The aetiology of BE is multifactorial. A genetic predisposition, chronic gastroesophageal reflux, and several other risk factors result in Barrett’s oesophagus. This intestinal metaplasia can progress into oesophageal adenocarcinoma (OAC) [131]. BE is a metaplastic mosaic of crypts with unique genetic profiles [132,133,134]. There is a large overlap of pathways important for foregut development, disease genes, and the pathways implicated in BE development and the genetic risk loci. This is suggestive of a shared aetiology and de novo genetic mutation in the germline (Figure 3b,c), and second driver mutations in the affected tissue itself (Figure 3d) could be (part of) the aetiology of BE and its progression to cancer seen in these patients. This intriguing hypothesis needs further investigation as the first hit can be detected before BE occurs.
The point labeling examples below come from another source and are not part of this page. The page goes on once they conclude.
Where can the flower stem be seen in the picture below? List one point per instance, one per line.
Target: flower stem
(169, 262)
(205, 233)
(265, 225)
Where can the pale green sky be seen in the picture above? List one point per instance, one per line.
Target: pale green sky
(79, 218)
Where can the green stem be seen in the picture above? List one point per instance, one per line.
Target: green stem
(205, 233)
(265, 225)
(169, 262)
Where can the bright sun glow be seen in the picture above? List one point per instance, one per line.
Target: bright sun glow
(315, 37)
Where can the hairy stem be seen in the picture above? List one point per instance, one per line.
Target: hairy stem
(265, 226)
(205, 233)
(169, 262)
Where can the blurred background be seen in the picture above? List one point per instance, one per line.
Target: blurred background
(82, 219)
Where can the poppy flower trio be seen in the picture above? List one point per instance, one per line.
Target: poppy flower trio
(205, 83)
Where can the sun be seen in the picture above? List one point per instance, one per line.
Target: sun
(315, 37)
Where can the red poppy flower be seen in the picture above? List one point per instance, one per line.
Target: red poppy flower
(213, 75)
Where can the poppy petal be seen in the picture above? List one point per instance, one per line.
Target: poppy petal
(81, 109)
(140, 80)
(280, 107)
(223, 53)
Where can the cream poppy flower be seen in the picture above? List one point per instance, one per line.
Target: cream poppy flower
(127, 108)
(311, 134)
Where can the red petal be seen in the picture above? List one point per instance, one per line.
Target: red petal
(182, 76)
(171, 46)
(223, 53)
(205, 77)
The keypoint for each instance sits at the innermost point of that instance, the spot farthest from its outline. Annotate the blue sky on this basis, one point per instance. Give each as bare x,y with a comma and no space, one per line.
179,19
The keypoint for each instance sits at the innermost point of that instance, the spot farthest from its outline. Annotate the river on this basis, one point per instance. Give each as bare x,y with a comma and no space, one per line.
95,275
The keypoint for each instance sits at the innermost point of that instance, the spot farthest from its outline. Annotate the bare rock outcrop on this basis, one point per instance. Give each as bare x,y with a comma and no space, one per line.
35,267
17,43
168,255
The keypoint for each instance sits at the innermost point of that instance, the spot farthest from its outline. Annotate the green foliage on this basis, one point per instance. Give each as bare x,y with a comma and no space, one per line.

8.2. Heritability of De Novo Mutations

Although progress has been made, it remains difficult to distinguish the background de novo rate from causal de novo mutations in patients with OA/TOF. This is due to several reasons. De novo mutations in OA/TOF affect many genes—often singletons—and the de novo rate in complex patients is only marginally elevated compared with the population background and isolated OA/TOF de novo rate. Additionally, in every pregnancy, there is a 3 to 5 percent chance of a congenital anomaly—independent of congenital anomalies in the family. As the current family recurrence rate of OA/TOF is low, the segregation of pathogenic alterations is rare and new disease genes are not detected too often. However, de novo mutation in the germline can be transmitted to future generations. As the previous patient population with (often undetected) de novo mutations start having families, it is of the utmost importance to offer these patients genetic counselling and access to sequencing of their (and their parental) genomes.

9. Recommendations

Somatic mutations could be the result of parental germline mosaicism or the result of patient somatic mutations. As a consequence, detection of these anomalies can be successful in saliva or blood for the first condition but unsuccessful for the latter situation if the affected tissue or cell types are not sampled. As most patients born with OA/TOF in the last few decades survived and started families, detection of these de novo mutations (and discrimination between causal and benign changes) are of great importance for the next generation. If a suspected clinical syndrome cannot be confirmed by single gene analysis, screening patients and their parental DNA for the de novo mutations and segregation analysis of putative dominant inherited pathogenic variants is highly recommended. Additionally, there is increasing evidence that at least subpopulations of patients born with OA/TOF are predisposed to develop Barrett oesophagus and are at risk of developing oesophageal cancer. In addition to gastroesophageal reflux, de novo mutations could add to this increased risk. If present in the oesophagus, de novo mutations could be responsible for the increased susceptibility seen in these patients.